Quella larva d’uomo che è Gesù è l’icona più chiara della storia del mondo: storia di peccato, storia d’ingiustizia, storia di violenza, storia di egoismo. Quando l’uomo è ridotto in quello stato, quello è il segno che abbiamo toccato il fondo. E dal fondo da soli non possiamo più risalire ma occorre la mano di Dio. Ecco la salvezza che ci viene dalla croce: “Ecco l’uomo!”. Questa parola è proclamazione di Vangelo, di salvezza. È come dire all’uomo “vedi come ti sei ridotto? Perché ti sei ridotto così? Perché rifiuti di amare il tuo Signore? Perché rifiuti di seguire la Sua legge? Perché vuoi fare di testa tua? Vedi poi come ti riduci?”.

“Ecco l’uomo!”. Questa parola non è rivolta soltanto a Gesù Cristo quel giorno, nel pretorio, da Pilato. Questa parola è rivolta ad ogni uomo che soffre a causa dell’ingiustizia, dell’egoismo.

Il Crocifisso da portare in processione sarà proprio questa immagine che portiamo nel cuore: Quanti ce ne sono nelle nostre strade, anche nella nostra città! Quante situazioni di ingiustizia, quante situazioni di cattiveria, quanto dolore, quanto male! Questo è il Venerdì santo!

Quello che noi facciamo nel rito è memoria di un Venerdì santo ormai passato, lontano nel tempo e riscattato dalla Resurrezione. Ma il Venerdì santo della vita non è ancora finito, ci sono ancora troppi carnefici a perseguitare i giusti, c’è ancora troppo egoismo a proclamare queste terribili parole: “Ecco l’uomo!”.

Vogliamo augurarci ai piedi della croce di non essere mai complici del male e se per caso è successo mettiamoci ai piedi della croce e chiediamo che il sangue di Cristo ci bagni, ci purifichi, ci riscatti, ci restituisca alla vita trasformati, con una voglia immensa di cambiare, di tornare ad amare perché è l’unico modo di essere uomo. L’uomo è fatto per amare e quando non ama non é più uomo.

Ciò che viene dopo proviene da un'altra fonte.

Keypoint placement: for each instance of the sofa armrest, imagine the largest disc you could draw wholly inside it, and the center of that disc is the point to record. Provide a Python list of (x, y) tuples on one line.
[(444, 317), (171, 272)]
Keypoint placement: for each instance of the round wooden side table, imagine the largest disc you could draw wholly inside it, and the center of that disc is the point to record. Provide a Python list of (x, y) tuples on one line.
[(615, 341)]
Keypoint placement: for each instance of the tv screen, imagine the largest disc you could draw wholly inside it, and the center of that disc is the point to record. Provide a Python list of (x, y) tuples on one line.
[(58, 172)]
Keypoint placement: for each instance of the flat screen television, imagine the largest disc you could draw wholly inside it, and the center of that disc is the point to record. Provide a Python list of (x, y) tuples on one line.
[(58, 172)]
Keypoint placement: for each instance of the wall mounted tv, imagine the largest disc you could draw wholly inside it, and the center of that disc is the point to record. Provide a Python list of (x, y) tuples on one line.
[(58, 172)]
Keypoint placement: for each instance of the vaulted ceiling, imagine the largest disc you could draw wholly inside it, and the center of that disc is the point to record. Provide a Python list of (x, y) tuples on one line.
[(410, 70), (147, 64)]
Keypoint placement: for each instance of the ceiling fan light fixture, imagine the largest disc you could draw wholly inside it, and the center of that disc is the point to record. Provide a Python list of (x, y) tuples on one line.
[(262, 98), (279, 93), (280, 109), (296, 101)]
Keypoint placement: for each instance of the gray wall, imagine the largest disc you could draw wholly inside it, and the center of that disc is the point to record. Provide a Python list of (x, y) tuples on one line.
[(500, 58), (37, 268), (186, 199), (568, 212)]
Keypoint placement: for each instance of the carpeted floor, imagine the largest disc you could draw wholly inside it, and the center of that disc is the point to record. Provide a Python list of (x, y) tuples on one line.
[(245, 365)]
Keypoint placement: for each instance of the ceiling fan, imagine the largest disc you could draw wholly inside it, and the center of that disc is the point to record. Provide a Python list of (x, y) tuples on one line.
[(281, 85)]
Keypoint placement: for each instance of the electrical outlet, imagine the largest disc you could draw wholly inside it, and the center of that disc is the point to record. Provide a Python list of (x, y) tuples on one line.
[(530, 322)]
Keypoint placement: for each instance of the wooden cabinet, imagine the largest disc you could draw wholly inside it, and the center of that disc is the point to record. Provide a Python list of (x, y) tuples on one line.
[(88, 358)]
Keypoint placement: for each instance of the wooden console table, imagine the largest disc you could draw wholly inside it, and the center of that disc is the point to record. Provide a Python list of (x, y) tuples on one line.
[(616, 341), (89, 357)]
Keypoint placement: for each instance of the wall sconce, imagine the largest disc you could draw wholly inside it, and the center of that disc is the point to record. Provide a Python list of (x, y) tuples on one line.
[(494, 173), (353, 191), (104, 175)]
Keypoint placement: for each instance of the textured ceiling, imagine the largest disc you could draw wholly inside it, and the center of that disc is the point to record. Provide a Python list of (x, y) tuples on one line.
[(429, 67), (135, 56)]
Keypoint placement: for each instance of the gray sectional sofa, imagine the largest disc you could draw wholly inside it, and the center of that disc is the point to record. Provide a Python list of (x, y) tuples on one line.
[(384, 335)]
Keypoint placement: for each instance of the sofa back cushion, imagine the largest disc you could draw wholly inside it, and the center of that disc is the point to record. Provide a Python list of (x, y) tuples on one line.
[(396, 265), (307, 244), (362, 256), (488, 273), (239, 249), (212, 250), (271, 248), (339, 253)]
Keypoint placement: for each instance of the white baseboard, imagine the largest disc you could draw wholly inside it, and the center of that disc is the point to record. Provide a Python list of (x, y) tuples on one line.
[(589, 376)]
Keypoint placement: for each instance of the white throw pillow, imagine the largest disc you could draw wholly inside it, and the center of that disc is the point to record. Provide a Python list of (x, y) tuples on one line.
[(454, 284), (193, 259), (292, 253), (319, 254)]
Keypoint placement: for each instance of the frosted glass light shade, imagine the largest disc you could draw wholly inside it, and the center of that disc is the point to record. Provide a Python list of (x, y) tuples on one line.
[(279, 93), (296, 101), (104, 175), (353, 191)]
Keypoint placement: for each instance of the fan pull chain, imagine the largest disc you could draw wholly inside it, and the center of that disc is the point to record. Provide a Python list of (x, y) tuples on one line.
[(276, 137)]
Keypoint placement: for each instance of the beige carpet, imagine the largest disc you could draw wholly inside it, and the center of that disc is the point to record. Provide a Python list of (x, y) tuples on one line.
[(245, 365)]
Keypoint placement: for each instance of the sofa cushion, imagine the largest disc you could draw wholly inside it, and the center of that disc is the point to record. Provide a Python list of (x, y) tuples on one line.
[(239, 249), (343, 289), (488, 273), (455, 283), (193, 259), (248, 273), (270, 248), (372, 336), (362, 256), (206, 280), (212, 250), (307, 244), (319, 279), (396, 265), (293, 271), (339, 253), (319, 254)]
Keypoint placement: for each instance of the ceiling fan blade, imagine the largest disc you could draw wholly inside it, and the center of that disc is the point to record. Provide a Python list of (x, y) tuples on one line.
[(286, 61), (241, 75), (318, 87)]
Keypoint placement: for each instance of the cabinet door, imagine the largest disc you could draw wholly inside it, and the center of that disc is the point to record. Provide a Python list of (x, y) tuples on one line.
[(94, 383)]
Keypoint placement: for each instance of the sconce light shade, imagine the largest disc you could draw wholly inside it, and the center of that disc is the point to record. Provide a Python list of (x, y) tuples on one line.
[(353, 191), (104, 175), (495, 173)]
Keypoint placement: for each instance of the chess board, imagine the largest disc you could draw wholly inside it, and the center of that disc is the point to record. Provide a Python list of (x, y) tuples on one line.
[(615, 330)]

Nel mondo di oggi si raggiungono – lo sappiamo, lo vediamo dalla cronaca – livelli di bestialità che ci fanno spavento; una umanità che ha nel suo seno certe cose davvero deve tremare, perché una tale umanità chissà se lo ha un futuro. Ma noi credenti diciamo che il futuro c’è, lo crediamo fermamente a dispetto di tutto ciò che ci risuona nelle orecchie, di tutto il male che urla intorno a noi. E il riscatto è proprio quel Crocifisso, quell’Uomo in croce per noi, al posto nostro.

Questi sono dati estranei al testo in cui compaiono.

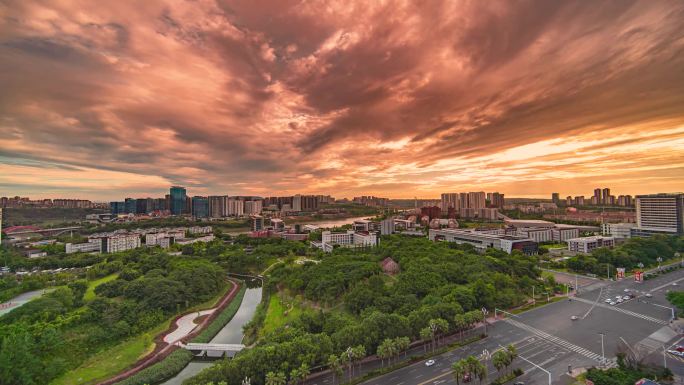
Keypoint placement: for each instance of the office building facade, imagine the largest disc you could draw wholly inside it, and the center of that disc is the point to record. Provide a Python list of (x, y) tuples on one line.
[(660, 213), (178, 200)]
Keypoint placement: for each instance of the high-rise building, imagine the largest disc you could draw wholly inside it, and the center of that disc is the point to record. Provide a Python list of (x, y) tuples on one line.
[(497, 200), (217, 206), (130, 205), (253, 207), (178, 200), (200, 207), (660, 213), (117, 207), (476, 200), (236, 207), (257, 222), (449, 200), (605, 199)]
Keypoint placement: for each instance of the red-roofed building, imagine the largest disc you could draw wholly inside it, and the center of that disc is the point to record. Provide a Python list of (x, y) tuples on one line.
[(16, 229), (389, 266)]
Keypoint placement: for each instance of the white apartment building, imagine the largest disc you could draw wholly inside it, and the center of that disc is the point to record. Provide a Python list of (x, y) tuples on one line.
[(120, 242), (253, 207), (618, 230), (536, 234), (562, 234), (92, 246), (349, 239), (235, 207), (200, 230), (660, 213), (588, 244)]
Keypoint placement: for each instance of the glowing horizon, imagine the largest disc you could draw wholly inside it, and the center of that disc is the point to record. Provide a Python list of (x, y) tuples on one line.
[(103, 101)]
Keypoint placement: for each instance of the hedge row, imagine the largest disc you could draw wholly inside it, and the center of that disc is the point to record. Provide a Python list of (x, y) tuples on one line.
[(165, 369), (179, 359), (222, 319)]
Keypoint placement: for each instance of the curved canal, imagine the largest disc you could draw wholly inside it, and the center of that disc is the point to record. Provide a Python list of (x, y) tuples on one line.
[(230, 334)]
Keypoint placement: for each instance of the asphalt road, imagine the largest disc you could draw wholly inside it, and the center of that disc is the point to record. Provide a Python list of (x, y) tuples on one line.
[(549, 338)]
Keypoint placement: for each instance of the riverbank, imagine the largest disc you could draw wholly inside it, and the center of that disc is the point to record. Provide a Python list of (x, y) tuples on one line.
[(162, 350)]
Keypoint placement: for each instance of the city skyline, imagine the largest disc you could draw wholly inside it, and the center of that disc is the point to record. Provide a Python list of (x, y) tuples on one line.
[(107, 101)]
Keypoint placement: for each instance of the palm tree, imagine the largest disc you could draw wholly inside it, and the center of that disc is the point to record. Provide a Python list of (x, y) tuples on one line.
[(512, 354), (304, 372), (359, 353), (382, 351), (404, 344), (275, 378), (425, 334), (460, 322), (294, 376), (459, 367), (335, 366), (500, 359), (346, 357)]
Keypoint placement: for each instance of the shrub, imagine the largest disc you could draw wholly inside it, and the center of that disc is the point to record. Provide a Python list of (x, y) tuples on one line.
[(162, 370)]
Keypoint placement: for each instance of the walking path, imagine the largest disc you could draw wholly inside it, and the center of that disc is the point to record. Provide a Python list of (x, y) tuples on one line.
[(185, 325), (159, 354)]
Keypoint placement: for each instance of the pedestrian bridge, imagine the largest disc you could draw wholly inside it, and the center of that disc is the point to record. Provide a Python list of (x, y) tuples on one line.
[(214, 350)]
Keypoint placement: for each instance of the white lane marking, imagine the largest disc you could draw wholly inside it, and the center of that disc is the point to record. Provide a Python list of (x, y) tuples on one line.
[(628, 312)]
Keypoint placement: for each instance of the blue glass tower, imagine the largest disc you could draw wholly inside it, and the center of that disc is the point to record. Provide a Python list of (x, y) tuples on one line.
[(178, 198)]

E l’ultimo pensiero che ricavo dal Vangelo della Passione di S. Giovanni sono proprio le ultime battute poco prima che Gesù morisse: “Donna, ecco tuo figlio!”. E al discepolo che Egli amava: “Ecco tua madre!”. È l’ultimo dono che Gesù fa: sua madre. Perché sa che un figlio che cresce e che sbaglia ha bisogno della tenerezza della madre per riscattarsi. Il dono più alto, l’ultimo. Gesù non aveva più nulla da dare, nemmeno uno straccio. L’ultimo dono: la madre. “Ecco tua madre!”. È come se Gesù avesse voluto dire a quel discepolo quel giorno e a noi stasera: “Ecco tua madre! Fatevi guidare da lei. Fatevi accogliere da lei quando peccate. Fatevi incoraggiare da lei quando non avete più speranza.”

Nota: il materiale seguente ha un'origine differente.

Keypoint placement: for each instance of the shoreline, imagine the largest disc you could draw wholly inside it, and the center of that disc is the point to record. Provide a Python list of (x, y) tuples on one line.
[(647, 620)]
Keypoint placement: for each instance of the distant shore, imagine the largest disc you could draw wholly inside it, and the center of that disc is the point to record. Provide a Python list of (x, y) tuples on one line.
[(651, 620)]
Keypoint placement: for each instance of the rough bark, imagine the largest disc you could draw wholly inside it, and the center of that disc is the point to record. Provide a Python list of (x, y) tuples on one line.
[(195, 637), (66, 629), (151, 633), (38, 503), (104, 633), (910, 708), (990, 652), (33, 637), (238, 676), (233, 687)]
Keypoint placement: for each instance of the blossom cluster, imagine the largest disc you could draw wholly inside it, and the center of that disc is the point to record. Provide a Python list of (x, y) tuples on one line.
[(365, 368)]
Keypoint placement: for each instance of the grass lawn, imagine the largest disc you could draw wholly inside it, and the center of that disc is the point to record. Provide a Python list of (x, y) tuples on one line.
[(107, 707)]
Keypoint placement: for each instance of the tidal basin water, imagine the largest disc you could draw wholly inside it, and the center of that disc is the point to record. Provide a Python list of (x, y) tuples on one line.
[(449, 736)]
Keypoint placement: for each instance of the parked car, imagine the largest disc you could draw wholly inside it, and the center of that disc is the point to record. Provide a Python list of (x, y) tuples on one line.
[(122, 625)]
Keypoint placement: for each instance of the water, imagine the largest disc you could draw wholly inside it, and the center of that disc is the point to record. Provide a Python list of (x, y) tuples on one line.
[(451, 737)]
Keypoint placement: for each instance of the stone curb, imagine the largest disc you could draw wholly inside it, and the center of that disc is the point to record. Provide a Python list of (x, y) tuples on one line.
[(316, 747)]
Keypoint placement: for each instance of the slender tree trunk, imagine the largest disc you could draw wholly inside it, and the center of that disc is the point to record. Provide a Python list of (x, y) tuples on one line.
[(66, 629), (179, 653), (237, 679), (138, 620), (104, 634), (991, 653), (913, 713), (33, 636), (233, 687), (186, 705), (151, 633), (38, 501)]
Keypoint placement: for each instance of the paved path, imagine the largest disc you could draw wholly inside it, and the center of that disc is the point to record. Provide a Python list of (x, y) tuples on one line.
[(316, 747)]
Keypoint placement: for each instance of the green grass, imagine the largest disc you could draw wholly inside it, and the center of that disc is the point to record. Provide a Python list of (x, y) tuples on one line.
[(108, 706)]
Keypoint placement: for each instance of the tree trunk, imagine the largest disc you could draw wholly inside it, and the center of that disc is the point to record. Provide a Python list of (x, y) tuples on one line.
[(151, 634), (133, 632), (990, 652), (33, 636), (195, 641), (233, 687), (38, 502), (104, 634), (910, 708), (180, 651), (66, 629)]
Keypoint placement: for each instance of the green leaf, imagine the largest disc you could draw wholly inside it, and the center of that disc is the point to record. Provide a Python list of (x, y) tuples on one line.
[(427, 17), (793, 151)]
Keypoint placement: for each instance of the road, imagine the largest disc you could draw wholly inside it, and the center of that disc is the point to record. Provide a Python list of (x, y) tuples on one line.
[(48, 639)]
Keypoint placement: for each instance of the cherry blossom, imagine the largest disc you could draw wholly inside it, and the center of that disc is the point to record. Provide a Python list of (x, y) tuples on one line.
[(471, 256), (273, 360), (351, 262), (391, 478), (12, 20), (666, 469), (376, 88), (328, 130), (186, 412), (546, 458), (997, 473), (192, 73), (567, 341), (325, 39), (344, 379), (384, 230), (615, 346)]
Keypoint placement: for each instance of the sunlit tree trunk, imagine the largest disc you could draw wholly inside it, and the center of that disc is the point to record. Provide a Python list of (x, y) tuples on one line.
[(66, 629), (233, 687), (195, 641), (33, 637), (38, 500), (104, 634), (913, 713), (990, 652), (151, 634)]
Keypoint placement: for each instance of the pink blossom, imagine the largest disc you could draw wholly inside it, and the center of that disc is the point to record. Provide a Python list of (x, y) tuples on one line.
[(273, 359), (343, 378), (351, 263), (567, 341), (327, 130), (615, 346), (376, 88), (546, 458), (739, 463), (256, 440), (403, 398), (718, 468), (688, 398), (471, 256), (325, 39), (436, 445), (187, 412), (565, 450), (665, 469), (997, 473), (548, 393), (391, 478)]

La madre di Gesù è il dono che ci fa capire che non c’è vita di fede senza la maternità di Maria: la maternità della Chiesa. Maria in fondo è l’immagine di una grande madre dal grembo immenso che genera figli alla grazia: la Chiesa, la Madre-Chiesa. Dalla croce Gesù non ha dato solo Maria, ha dato anche la Chiesa come madre ai suoi figli. Dicendo: “Ecco tua madre!”, Gesù ha voluto dire: “Ricordati che non puoi avere Dio per padre se non avrai una Chiesa come madre”. La famiglia deve essere completa: ci vuole il padre, ci vuole la madre. E la madre di tutti è la Chiesa, santa e peccatrice insieme, piena di slanci e momenti forti, piena di debolezze e di miserie. È la Chiesa la Sposa amata da Cristo, sgorgata dal suo costato.

Pensieri dunque che scaturiscono dal racconto di S. Giovanni e che accompagnano la nostra riflessione sulla Passione di Gesù che è, lo ripeto ancora, la passione dell’uomo che soffre, perché nel mondo non c’è l’amore. E Gesù invece, morendo in croce, ci fa capire che solo l’Amore riscatta il mondo: lo guarisce.